Trois étapes fondamentales doivent être considérées:
- Diminuer la charge d’humidité;
- Ouvrir les parois pour évaluer les dégradations ainsi que la nature de l’intervention;
- Remettre la structure en état.
Comment réduire la charge d’humidité?
Pour évacuer l’humidité d’une structure en bois, on peut avoir recours aux techniques suivantes:
- Drainage et pompage de l’eau, y compris dans le vide ventilé, la cave, les espaces techniques …
- Aération naturelle intensive et remise en fonctionnement des dispositifs de ventilation;
- Évacuation des éléments qui ont accumulé de l’humidité et qui y sont sensibles (revêtements …).
L’évacuation de l’humidité des matériaux peut prendre plusieurs semaines, voire plusieurs mois, en fonction de la porosité des matériaux et du système de ventilation présent. Selon la taille et la géométrie des locaux, il peut s’avérer nécessaire de faire usage de ventilateurs mécaniques complémentaires ou d’un dessiccateur (ou déshumidificateur).
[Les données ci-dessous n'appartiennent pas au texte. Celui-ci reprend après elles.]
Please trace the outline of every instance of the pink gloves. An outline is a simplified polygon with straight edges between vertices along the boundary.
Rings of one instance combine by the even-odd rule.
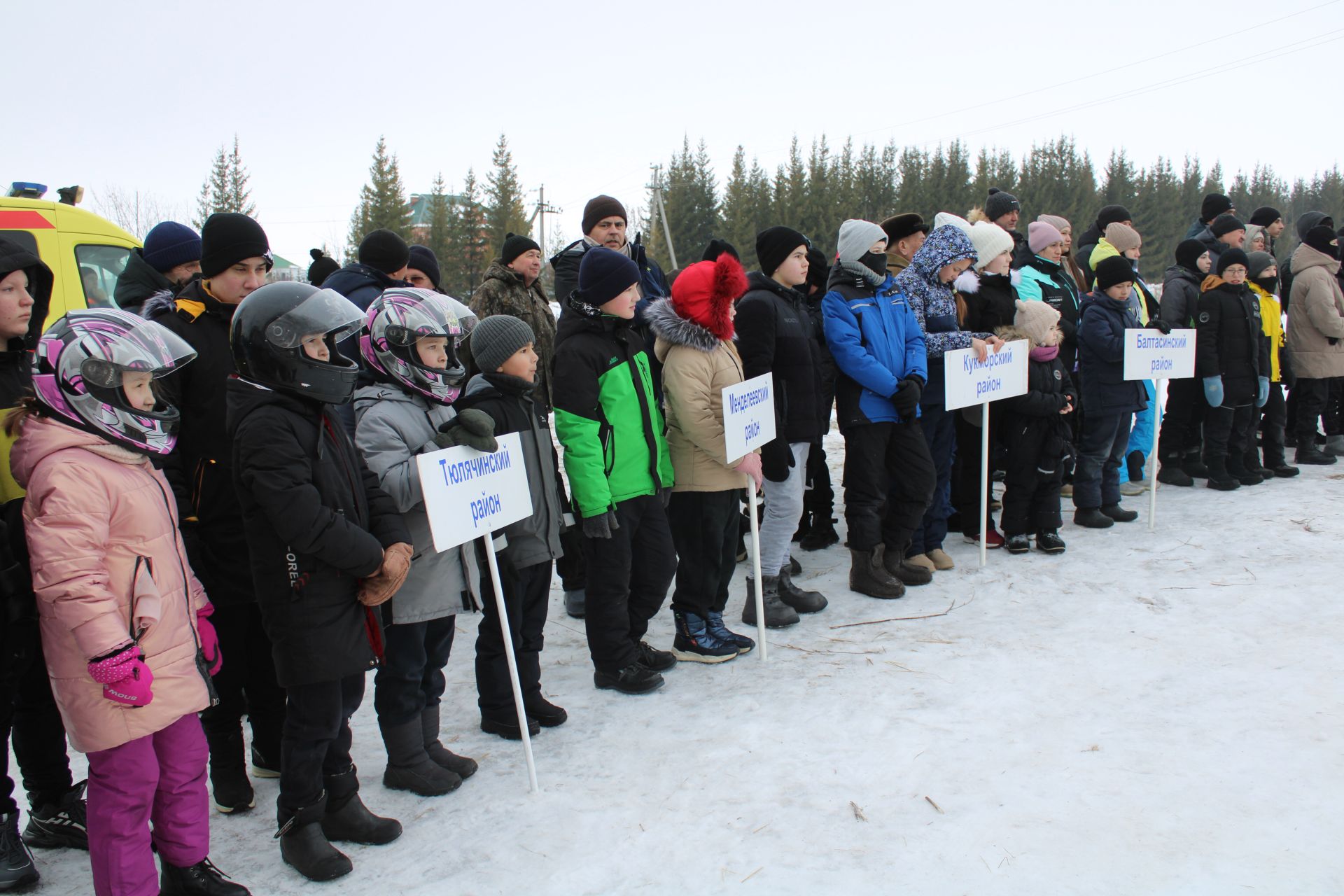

L’air doit circuler dans toute l’habitation, y compris dans les zones qui n’ont pas été inondées.
On peut également accélérer l’évaporation de l’humidité en augmentant la température intérieure du bâtiment. La mise en route du chauffage peut ainsi être envisagée, si les conditions de sécurité le permettent. Il convient toutefois de ne pas chauffer exagérément ni trop rapidement, au risque d’occasionner des fissures dans les éléments constructifs.
La ventilation est également indispensable pour éviter tout risque sanitaire. En effet, la présence d’une humidité élevée au sein d’une habitation est propice au développement de moisissures et autres microorganismes, pouvant engendrer des problèmes de santé pour les occupants (asthme, allergie …). Au cas où des moisissures sont présentes, il est indispensable de porter un équipement adapté (masque, gants …) lors des travaux d’assainissement (voir à ce sujet Les Dossiers du CSTC 2015/2.9).
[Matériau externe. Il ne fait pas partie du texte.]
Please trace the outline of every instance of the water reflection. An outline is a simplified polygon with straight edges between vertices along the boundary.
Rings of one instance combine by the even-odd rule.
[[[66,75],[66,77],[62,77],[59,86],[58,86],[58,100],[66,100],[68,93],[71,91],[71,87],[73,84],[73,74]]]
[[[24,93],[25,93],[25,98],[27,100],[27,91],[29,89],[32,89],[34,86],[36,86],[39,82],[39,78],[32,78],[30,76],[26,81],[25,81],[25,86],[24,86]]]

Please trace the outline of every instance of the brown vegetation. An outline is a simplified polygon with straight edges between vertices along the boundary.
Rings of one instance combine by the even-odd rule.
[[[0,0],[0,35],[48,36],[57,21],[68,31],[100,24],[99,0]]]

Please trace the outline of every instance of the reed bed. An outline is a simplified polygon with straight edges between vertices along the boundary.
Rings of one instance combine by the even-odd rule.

Ouverture des parois – Evaluation des dégradations et de la nature de l’intervention
L’ouverture des parois doit permettre le séchage de celles-ci et l’évaluation des dégradations. Les mesures suivantes devront être envisagées:
- Si l’ouverture se fait par l’intérieur, l’étanchéité à l’air et à la vapeur d’eau devra être démontée; si elle se fait par l’extérieur, il faudra procéder à l’enlèvement du pare-pluie;
- L’isolant humidifié doit presque systématiquement être éliminé. On accordera une attention particulière aux isolants capillaires (fibre de bois, cellulose, …), qui peuvent absorber l’humidité et subir un tassement très important. Ces matériaux ne pourront donc pas être récupérés. Certains autres isolants peuvent être réutilisés à condition qu’ils conservent leurs caractéristiques après séchage (densité, cohésion, …);
- les parements de finitions intérieures sensibles à l’humidité qui ont été inondés doivent être démontés jusqu’à une hauteur de 30 cm au-dessus de la limite atteinte par l’eau. Les matériaux humides de type carton, gypse, … peuvent être le siège de moisissures et de champignons. La présence d’eau peut également dégrader leurs propriétés mécaniques;
- Les panneaux de contreventement intérieurs ou extérieurs peuvent avoir perdu leurs performances mécaniques. Il est à noter qu’un panneau présentant un gonflement doit toujours être éliminé. Quant aux panneaux dégradés, ils devront tous être démontés sur une hauteur de 30 cm au-dessus de la limite atteinte par l’eau. Si le panneau contreventant semble fortement détérioré, un remplacement progressif devra être envisagé, afin de ne pas fragiliser mécaniquement la structure. Une étude de stabilité sera dès lors recommandée;
- Une structure portante à ossature en bois ou en CLT doit rester aérée jusqu’au séchage des éléments (humidité du bois <20%). Il est difficile de déterminer avec précision la durée d’assèchement, car elle dépend de nombreux paramètres (ventilation, taux d’humidité du bois, essence, section et surface exposée de l’élément, …). Cependant, à titre d’information, nous pouvons avancer un délai approximatif de 8 semaines pour des chevrons de 55 x 75 cm et de six semaines pour des éléments de 38 x 184 cm si ces derniers sont ventilés;
- Si le parement extérieur est constitué de matériaux sensibles à l’eau (ETICS sur fibre de bois, par exemple), l’ensemble du parement (enduit, isolant, …) qui a été mis sous eau doit être démonté et évacué. Dans ce cas, des mesures de protection contre les intempéries devront être mises en place, tout en veillant à ne pas entraver la ventilation et le séchage des éléments.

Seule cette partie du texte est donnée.